Videos posted online showed about half a dozen protesters from Seven Circles blocking a rural road using a trailer that they locked themselves onto, surrounded by banners reading “Burners of the World, Unite,” “Abolish Capitalism” and “General Strike for Climate.”
Chaotic footage then captures tribal police plowing through the demonstration, sending the trailer skidding off the road and the protesters scrambling.
The ranger can be heard telling the activists, “You better move” as they scream.
The group says the protest was designed to draw attention to “capitalism’s inability to address climate’s ecological breakdown” and was meant as a protest against the “popularization of Burning Man among affluent people who do not live the stated values of Burning Man, resulting in the commodification of the event.”
Seven Circles specifically claims that the annual arts and counter-culture festival’s goal of being carbon-negative by 2030 is “insufficient to tackle the pressing crisis.”
It argues that Burning Man’s apolitical stance is “detrimental to its claimed values, especially as carbon emissions continue to rise despite government and corporate commitments to reduce carbon emissions by more than half by 2030.”
“We do not have a climate problem, the climate is behaving exactly in line with the laws of physics,” Thomas Diocano, co-founder of Rave Revolution, said in a statement. “We have an economic system problem, and that economic system is capitalism.
“History shows that capitalism cannot be reformed. It cannot be changed from the ‘inside.’ Are we really ready to sacrifice everything for an outdated, unequal economic system? The time to evolve has come.”
Among its demands are that Burning Man leadership “advocate for system change on both political and economic levels” and ban private jets, single-use plastics, “unnecessary propane burning and unlimited generator use” at the nine-day event.
But the group’s protest angered many trying to get to the annual event at Black Rock City.
A video posted online showed a man in a red, white and blue cowboy hat and sunglasses telling the activists, “You’re on public property. We’ve got to get through.”
He mentions that he has children in his truck, and tells the protesters, “Sorry, you have to move this f—ing mess.”
The protesters in turn tell him to call the local authorities as a woman in a sun hat assures the man he’s “going to eventually get” to Burning Man.

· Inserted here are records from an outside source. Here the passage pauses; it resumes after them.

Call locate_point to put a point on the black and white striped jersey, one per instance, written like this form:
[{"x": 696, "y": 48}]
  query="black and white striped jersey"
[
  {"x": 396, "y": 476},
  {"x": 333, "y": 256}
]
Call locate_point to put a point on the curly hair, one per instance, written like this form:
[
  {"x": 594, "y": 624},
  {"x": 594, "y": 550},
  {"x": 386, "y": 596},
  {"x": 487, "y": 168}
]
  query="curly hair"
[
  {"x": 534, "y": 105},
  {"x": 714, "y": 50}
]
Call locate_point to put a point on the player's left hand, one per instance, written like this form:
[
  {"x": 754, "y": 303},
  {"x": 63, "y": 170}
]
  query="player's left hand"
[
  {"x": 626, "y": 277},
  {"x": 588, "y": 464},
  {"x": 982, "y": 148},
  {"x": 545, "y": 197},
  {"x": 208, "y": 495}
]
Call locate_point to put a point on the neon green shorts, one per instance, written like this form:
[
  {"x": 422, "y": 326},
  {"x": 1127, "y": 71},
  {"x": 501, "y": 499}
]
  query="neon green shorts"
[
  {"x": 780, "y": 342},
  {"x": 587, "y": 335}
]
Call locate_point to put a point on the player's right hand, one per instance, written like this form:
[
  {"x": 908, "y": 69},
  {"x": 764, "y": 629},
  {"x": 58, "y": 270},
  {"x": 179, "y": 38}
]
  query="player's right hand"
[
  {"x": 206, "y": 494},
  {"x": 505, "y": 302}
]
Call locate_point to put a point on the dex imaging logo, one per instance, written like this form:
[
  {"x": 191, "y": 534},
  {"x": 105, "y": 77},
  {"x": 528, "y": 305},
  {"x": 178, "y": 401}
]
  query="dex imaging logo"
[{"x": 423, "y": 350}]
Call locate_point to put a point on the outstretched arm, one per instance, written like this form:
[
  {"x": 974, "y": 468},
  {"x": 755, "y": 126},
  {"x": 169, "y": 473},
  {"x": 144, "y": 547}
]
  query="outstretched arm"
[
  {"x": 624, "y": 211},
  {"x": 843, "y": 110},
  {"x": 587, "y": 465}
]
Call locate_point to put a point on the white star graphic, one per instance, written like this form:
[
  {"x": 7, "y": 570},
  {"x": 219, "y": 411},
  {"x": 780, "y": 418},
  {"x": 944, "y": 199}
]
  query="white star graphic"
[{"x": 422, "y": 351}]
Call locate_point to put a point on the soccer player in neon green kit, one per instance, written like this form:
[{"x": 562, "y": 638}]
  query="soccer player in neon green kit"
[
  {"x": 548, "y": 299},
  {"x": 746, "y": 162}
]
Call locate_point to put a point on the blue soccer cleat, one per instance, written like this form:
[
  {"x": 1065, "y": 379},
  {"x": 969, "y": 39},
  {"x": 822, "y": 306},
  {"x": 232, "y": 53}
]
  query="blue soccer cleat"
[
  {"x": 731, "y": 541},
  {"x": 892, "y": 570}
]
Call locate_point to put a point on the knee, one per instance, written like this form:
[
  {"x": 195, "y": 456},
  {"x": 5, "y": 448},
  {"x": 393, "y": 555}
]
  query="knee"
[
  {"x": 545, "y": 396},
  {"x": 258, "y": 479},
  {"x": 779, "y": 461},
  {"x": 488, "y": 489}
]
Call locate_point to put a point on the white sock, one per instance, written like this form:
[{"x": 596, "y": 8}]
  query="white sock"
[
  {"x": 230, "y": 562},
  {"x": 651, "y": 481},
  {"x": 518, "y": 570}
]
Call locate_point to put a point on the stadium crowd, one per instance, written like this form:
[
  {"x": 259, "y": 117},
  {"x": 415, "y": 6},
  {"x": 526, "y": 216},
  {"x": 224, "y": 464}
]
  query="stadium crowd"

She then chains herself to the trailer as one of her fellow protesters gets in another man’s face, saying, “This is a democracy, we have a right to protest.”
The woman in the sunhat tells the protester to “lock in and shut up” like she did, but he continues to berate the angry driver, saying, “Every change in society came from civil disobedience, all of them.”
At that point, cars and trucks can be seen lining up behind the trailer trying to get through, as other drivers start to argue with the protesters.
Eventually, the irate drivers try to move the trailer themselves, leading the female protester to yell, “Hey, you’re hurting me.”
“Well, you chained yourself to it,” a man in a backwards baseball cap and tank top responds.
Another woman also tells her it was a “dumb-a– move.”
Shortly thereafter, a second video captures a tribal ranger ramming his truck through the protest.
The woman in the sunhat then starts to cry, “We’re not violent,” before a ranger comes out with his gun drawn and instructs the protesters to “get down, on the ground now.”
He can be seen pushing one of the female protesters to the ground with his gun aimed at her head. He later seems to straddle the woman as another ranger handcuffs her ankles together.
Meanwhile, the protester in the sunhat continues to cry, “We have no guns at all. We’re environmental protesters.”
At that point, another ranger can be seen coming into view saying they are “trespassing on tribal land.”
Several of the protesters were taken into custody for their involvement in the demonstration.